Formic acid, an important organic one-carbon source, is widely used in the industrial manufacturing of leather, pesticides, medicine and rubber. It is found in the secretions of ants and caterpillars in nature (Bennett et al. 1996; Xu et al. 2020). At present, methods for producing formic acid mainly include selective biomass oxidation (Wolfel et al. 2011; Albert et al. 2012, 2014), oxidation of methane and ethylene (Sorokin et al. 2010), hydration of carbon monoxide and carbonylation of methanol with carbon monoxide (Shukla et al. 2005). In addition, the greenhouse gas carbon dioxide which has a wide range of sources, can also be used for producing formic acid by electrochemical system (Agarwal et al. 2011; Kopljar et al. 2014; Wang et al. 2014; Lu et al. 2014; Pletcher 2015; Taheri and Berben 2016; Liu et al. 2018) and hydrogenation (Enthaler 2008; Wang et al. 2015). Therefore, using formic acid as a carbon source to produce protein has the potential to be a sustainable and environmentally friendly technology strategy.
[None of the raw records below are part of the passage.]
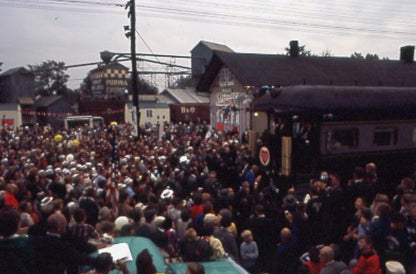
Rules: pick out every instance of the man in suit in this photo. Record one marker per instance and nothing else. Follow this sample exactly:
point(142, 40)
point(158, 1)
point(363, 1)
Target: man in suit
point(53, 254)
point(326, 256)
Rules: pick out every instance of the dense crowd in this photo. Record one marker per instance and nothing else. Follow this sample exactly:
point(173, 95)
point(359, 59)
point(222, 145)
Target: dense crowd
point(199, 195)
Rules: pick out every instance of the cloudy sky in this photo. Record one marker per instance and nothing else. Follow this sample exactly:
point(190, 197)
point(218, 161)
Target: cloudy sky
point(76, 31)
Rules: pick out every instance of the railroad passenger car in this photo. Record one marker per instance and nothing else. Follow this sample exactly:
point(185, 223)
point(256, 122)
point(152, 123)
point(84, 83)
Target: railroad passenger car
point(310, 128)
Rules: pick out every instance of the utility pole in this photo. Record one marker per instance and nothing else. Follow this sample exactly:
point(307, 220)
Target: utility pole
point(134, 76)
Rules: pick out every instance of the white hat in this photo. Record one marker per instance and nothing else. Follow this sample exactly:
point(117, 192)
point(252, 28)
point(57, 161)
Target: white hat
point(159, 221)
point(166, 194)
point(394, 267)
point(120, 222)
point(70, 157)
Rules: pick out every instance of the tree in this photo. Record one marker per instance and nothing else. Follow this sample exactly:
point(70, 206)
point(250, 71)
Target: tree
point(50, 78)
point(327, 53)
point(357, 55)
point(370, 56)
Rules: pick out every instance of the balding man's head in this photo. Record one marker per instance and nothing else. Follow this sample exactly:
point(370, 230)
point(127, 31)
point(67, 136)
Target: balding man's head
point(285, 235)
point(326, 254)
point(57, 223)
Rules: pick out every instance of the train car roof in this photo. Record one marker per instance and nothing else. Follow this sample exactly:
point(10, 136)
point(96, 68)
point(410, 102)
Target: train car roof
point(338, 99)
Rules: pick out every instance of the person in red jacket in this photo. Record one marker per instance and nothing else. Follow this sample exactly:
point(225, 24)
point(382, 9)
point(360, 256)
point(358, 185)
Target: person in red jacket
point(369, 261)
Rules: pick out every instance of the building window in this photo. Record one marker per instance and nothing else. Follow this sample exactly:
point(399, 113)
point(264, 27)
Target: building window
point(341, 139)
point(385, 136)
point(226, 77)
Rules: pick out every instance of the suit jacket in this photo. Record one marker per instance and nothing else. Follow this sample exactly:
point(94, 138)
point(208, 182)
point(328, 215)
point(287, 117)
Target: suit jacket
point(335, 267)
point(16, 256)
point(228, 242)
point(54, 255)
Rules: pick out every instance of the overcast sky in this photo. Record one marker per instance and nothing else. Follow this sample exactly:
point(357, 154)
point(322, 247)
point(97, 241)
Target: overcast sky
point(76, 31)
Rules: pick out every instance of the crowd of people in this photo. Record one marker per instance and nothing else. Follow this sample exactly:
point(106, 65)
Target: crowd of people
point(199, 195)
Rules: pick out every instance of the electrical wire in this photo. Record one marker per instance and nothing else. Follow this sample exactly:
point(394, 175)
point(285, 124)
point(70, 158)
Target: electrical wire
point(247, 20)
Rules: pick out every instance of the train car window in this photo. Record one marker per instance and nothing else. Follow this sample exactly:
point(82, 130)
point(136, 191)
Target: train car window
point(341, 139)
point(385, 136)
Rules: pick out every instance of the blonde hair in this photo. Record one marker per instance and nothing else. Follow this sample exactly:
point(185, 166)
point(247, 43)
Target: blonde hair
point(246, 233)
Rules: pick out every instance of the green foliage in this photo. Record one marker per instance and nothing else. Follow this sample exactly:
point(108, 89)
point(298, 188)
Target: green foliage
point(357, 55)
point(50, 78)
point(368, 56)
point(327, 53)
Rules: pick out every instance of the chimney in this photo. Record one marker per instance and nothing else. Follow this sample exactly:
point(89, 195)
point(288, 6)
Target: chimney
point(294, 48)
point(407, 54)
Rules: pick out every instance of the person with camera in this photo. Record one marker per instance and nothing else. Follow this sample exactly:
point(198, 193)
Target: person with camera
point(104, 264)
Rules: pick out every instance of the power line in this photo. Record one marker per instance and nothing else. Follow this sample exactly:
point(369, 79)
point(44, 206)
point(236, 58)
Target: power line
point(230, 19)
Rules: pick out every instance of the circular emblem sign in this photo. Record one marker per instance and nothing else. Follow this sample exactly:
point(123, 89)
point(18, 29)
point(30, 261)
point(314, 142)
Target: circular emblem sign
point(264, 156)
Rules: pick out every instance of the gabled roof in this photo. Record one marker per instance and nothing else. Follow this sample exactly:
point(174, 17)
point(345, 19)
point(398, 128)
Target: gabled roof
point(185, 96)
point(14, 71)
point(113, 65)
point(25, 100)
point(213, 46)
point(47, 101)
point(156, 105)
point(8, 107)
point(281, 70)
point(321, 99)
point(159, 98)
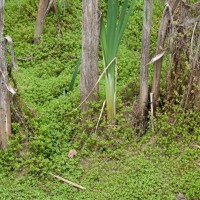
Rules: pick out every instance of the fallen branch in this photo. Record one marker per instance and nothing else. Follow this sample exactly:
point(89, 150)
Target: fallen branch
point(69, 182)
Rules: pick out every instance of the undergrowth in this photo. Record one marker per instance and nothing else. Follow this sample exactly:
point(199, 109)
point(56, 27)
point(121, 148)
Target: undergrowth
point(112, 162)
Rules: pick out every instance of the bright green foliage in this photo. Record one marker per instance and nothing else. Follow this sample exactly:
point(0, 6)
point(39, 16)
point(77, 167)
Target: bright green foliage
point(111, 36)
point(113, 164)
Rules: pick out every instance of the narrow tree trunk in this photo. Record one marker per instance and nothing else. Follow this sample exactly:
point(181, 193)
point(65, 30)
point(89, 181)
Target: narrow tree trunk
point(90, 47)
point(162, 34)
point(146, 37)
point(42, 9)
point(197, 95)
point(5, 116)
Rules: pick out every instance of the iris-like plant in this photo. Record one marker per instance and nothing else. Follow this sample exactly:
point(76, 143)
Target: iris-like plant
point(111, 35)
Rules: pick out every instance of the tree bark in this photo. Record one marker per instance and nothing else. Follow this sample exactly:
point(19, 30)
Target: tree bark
point(5, 116)
point(42, 9)
point(90, 47)
point(146, 37)
point(162, 34)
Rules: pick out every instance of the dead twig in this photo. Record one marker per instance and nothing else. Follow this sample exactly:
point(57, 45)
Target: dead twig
point(69, 182)
point(100, 116)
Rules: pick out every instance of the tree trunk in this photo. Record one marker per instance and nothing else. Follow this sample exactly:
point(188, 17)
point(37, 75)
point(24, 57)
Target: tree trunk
point(147, 20)
point(42, 9)
point(162, 34)
point(90, 47)
point(5, 116)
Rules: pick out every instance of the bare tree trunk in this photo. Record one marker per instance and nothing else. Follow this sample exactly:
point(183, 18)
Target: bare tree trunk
point(42, 9)
point(172, 5)
point(5, 116)
point(197, 95)
point(90, 47)
point(147, 20)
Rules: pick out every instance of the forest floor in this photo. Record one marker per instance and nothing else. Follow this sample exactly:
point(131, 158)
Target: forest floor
point(113, 164)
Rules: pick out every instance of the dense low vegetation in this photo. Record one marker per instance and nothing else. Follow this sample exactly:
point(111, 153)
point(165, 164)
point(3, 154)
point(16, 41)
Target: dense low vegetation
point(114, 162)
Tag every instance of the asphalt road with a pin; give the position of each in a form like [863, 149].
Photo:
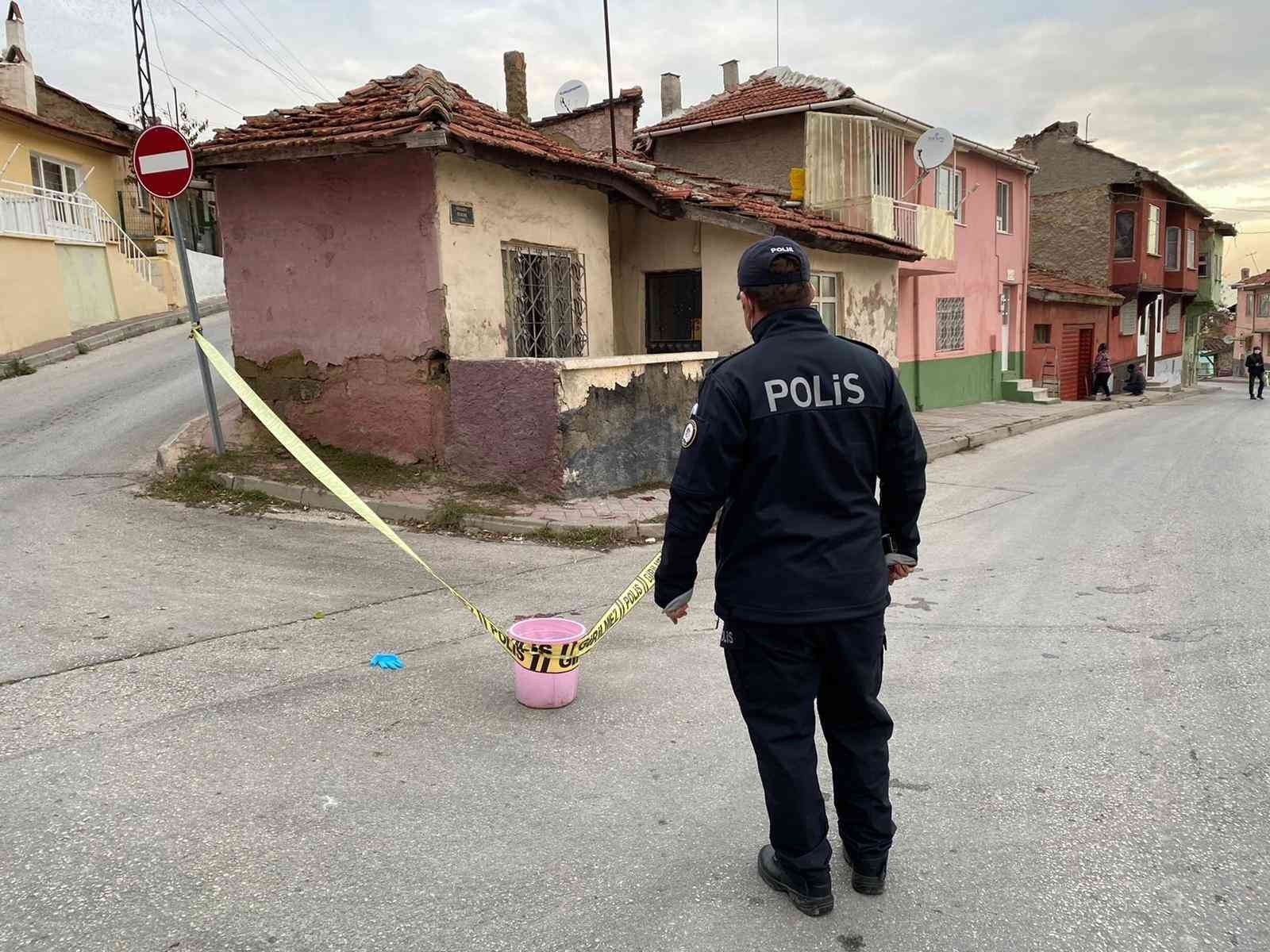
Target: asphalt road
[1079, 677]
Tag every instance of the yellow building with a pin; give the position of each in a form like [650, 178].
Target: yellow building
[65, 262]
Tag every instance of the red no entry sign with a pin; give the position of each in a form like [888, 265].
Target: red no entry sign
[163, 162]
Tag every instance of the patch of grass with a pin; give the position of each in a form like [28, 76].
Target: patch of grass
[194, 486]
[582, 536]
[641, 489]
[17, 367]
[448, 514]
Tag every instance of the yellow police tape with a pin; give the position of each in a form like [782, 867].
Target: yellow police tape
[550, 659]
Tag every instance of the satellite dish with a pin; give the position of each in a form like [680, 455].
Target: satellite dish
[572, 97]
[933, 149]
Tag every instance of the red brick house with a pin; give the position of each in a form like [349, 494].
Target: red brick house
[1113, 224]
[1066, 323]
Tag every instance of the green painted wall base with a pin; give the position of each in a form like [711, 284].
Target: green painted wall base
[956, 381]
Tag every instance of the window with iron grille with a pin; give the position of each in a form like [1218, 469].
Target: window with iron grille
[546, 301]
[950, 324]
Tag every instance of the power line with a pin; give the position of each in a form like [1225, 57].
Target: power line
[268, 51]
[233, 37]
[241, 48]
[243, 4]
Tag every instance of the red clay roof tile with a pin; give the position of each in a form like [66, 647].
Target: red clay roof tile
[775, 89]
[421, 101]
[1045, 279]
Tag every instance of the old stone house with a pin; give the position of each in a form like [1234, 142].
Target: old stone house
[417, 274]
[1113, 224]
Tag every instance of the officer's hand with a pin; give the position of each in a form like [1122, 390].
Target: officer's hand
[676, 613]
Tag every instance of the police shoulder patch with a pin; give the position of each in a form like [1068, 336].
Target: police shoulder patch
[690, 435]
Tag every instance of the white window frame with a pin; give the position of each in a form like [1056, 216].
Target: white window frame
[1133, 234]
[1172, 249]
[38, 159]
[819, 298]
[952, 311]
[950, 192]
[1005, 222]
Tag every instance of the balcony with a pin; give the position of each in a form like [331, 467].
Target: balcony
[854, 168]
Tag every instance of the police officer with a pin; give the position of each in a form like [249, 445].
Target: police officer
[791, 437]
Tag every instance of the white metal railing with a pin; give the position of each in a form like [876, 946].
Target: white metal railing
[29, 209]
[906, 222]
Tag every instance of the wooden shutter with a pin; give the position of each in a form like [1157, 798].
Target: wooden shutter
[1174, 317]
[1130, 319]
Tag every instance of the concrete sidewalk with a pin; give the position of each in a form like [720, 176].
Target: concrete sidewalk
[639, 516]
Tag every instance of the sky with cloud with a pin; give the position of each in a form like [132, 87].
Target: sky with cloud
[1181, 88]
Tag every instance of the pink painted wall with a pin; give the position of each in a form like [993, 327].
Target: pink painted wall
[336, 298]
[982, 263]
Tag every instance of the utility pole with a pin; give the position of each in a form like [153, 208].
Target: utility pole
[609, 56]
[145, 90]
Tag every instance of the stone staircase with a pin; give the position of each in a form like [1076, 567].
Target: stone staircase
[1022, 391]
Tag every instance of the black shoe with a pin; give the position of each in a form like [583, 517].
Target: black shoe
[810, 895]
[868, 879]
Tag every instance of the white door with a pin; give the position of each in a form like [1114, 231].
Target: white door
[1145, 317]
[1160, 325]
[1005, 329]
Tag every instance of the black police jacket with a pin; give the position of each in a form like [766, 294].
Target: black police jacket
[791, 437]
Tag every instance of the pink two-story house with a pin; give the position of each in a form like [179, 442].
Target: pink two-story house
[962, 310]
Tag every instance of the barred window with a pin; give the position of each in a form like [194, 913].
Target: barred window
[950, 324]
[546, 301]
[1174, 317]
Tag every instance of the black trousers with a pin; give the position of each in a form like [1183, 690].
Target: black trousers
[778, 674]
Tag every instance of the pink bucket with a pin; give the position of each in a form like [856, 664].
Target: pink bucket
[539, 689]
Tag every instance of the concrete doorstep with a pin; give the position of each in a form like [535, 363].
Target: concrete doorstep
[606, 513]
[114, 334]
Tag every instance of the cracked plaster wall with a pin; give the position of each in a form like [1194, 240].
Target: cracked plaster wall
[336, 298]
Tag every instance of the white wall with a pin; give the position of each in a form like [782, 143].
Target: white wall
[514, 206]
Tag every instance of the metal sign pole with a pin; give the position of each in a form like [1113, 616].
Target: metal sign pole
[192, 302]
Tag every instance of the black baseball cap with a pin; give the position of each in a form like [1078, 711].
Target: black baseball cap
[755, 270]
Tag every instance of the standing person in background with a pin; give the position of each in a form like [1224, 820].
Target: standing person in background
[1134, 380]
[1257, 365]
[793, 437]
[1102, 372]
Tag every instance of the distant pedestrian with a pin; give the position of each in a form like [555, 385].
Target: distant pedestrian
[1103, 372]
[1257, 366]
[1136, 381]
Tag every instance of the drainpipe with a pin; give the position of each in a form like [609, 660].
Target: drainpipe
[918, 349]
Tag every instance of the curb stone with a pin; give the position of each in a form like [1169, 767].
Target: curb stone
[171, 452]
[143, 325]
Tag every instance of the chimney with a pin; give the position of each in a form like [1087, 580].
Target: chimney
[672, 94]
[518, 97]
[17, 71]
[730, 75]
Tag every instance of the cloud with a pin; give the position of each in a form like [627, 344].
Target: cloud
[1168, 84]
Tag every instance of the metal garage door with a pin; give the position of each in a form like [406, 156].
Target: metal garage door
[1075, 359]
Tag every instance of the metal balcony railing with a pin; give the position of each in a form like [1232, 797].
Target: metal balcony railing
[41, 213]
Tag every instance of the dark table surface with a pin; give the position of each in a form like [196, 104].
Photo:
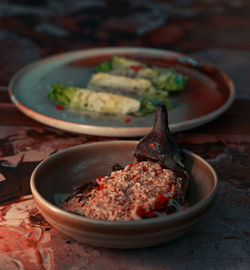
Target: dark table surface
[217, 32]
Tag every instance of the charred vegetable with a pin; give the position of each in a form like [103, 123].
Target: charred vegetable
[160, 145]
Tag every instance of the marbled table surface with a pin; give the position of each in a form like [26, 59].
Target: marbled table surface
[212, 31]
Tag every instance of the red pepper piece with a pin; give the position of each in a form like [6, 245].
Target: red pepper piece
[136, 68]
[127, 120]
[59, 107]
[141, 212]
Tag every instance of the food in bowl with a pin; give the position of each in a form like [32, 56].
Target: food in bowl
[154, 184]
[121, 86]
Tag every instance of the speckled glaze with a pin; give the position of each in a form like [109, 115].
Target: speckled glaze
[208, 92]
[55, 177]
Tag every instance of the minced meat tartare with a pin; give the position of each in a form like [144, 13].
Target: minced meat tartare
[140, 190]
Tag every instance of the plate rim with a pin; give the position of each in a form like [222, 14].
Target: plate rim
[110, 131]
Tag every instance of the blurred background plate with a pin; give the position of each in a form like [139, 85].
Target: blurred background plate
[208, 93]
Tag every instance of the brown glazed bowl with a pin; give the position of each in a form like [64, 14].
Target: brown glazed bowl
[57, 176]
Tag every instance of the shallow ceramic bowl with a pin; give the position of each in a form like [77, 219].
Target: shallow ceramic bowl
[57, 176]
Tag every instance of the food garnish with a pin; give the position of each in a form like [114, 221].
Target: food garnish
[155, 184]
[129, 86]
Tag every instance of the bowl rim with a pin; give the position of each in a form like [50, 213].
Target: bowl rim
[150, 221]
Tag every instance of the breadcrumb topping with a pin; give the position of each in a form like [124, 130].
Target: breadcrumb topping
[140, 190]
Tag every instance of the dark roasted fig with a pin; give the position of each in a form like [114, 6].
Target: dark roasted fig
[160, 145]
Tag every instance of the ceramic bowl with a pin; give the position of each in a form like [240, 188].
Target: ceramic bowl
[57, 176]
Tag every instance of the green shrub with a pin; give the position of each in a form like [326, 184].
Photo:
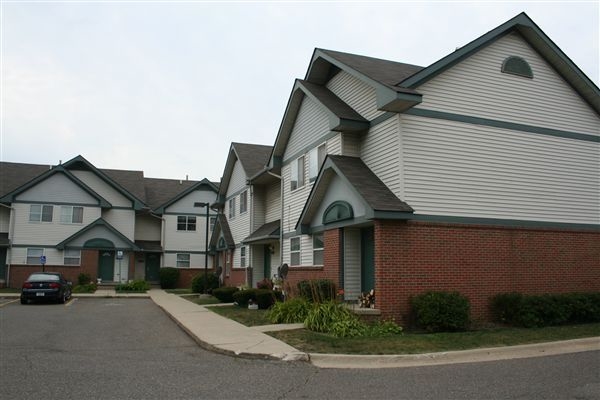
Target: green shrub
[225, 294]
[334, 318]
[289, 312]
[84, 279]
[169, 277]
[134, 286]
[441, 311]
[317, 290]
[198, 283]
[546, 310]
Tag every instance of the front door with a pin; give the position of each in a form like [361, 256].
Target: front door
[152, 267]
[267, 261]
[106, 265]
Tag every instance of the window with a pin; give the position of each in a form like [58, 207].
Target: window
[186, 223]
[297, 173]
[315, 160]
[243, 257]
[40, 213]
[183, 260]
[71, 215]
[72, 257]
[318, 249]
[33, 256]
[295, 251]
[244, 202]
[232, 208]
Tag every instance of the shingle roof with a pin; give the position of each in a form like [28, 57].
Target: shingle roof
[253, 157]
[378, 196]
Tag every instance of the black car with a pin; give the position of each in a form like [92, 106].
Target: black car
[46, 286]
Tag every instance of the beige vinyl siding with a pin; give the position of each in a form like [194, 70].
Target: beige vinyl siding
[311, 123]
[102, 188]
[121, 220]
[357, 94]
[273, 202]
[148, 228]
[4, 219]
[57, 188]
[475, 171]
[381, 153]
[352, 256]
[477, 87]
[47, 233]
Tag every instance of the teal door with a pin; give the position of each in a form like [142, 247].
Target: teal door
[267, 261]
[106, 265]
[152, 267]
[367, 268]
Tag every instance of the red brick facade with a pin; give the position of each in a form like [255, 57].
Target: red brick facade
[479, 262]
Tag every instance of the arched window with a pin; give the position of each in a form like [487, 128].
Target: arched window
[517, 66]
[338, 211]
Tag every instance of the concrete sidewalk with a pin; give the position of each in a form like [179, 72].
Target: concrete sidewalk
[223, 335]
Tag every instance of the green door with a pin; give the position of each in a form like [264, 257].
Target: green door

To date, some microorganisms that can utilize formic acid naturally have been reported (Lidstrom 2006; Chistoserdova et al. 2009; Schrader et al. 2009; Bar-Even et al. 2013), and among them, two main metabolic strategies have been found (Bar-Even et al. 2013; Yishai et al. 2017). In the first strategy, formic acid is oxidized to carbon dioxide, and the electrons derived from the oxidation reaction are used to support autotrophic growth through CO2 fixation and ATP supply (Bar-Even et al. 2012). In the other strategy, formic acid is assimilated into central carbon metabolism through the tetrahydrofolate cycle and participates in biomass synthesis via assimilation pathways such as the Calvin cycle, the RuBisCo pathway and the serine cycle (Goldberg et al. 1976; Attwood and Harder 1978; Jansen et al. 1984; Vuilleumier et al. 2009). However, these natural formate-utilizing microorganisms generally grow slowly and metabolize formic acid inefficiently (Xu et al. 2020). Therefore, a detailed and comprehensive regulatory network of formic acid metabolism urgently needs to be explored to provide guidance for the optimization and modification of formic acid metabolism. In recent years, formic acid has been biologically utilized to produce organic compounds such as ethanol and acetic acid (Kim et al. 2019; Xu et al. 2020); however, single-cell protein synthesis from formic acid has yet to be reported. The strain showing high homology with P. communis G9-1 was isolated from soil and named P. communis MA5 (Zhao et al. 2021). Previous studies have shown that strain MA5 could produce SCP directly from sodium formate. When cultured with different nitrogen sources or sodium formate concentrations, the growth rate and protein content were significantly changed. To achieve efficient utilization of formic acid and high production of SCP, comprehensive metabolic pattern analyses of strain MA5 were carried out at the genomic and transcriptomic levels.

Materials and methods

Strain and culture conditions

P. communis strain MA5 was isolated by our group and deposited at the CGMCC with accession number CGMCC No.21106. Strain MA5 was routinely grown in LB broth (10 g/L tryptone, 5 g/L yeast extract and 10 g/L NaCl) overnight at 37 ℃ and then spread onto a screening plate containing sodium formate (8 g/L HCOONa, 0.5 g/L NaCl, 0.5 g/L MgCl2.6H2O, 0.1 g/L CaCl2.2H2O, 0.5 g/L KCl, 0.2 g/L KH2PO4, 1 g/L yeast powder and 15 g/L agar) at 37 ℃ to maintain bacterial activity. For transcriptome sequencing, bacteria were washed from LB plates with sterile saline solution and inoculated at 1% (v/v) into three different fermentation media at 37 ℃ for 48 h. These treatments were named Group A (8 g/L HCOONa, 1 g/L yeast powder), Group B (20 g/L HCOONa, 1 g/L yeast powder) and Group C (8 g/L HCOONa, 2 g/L (NH4)2SO4), and the other components were consistent with the screening medium above. Each group was analyzed in three independent biological samples. The bacteria grown in Group A were also selected for genome sequencing.

Analysis of cell growth

Cell growth was indirectly observed by measuring the OD600. After centrifugation at 10,000 g for 10 min, the cells cultured at 37 ℃ for 48 h in fermentation media were washed in sterile water twice and diluted to a suitable concentration. Then, 200 μL of cell suspensions were added to a 96-well plate, and the OD600 values were measured by a microplate reader (BioTek, Neo2). The experiments were performed in triplicate on three biological replicates, and error bars ( ±) represent the standard deviation of three replicates.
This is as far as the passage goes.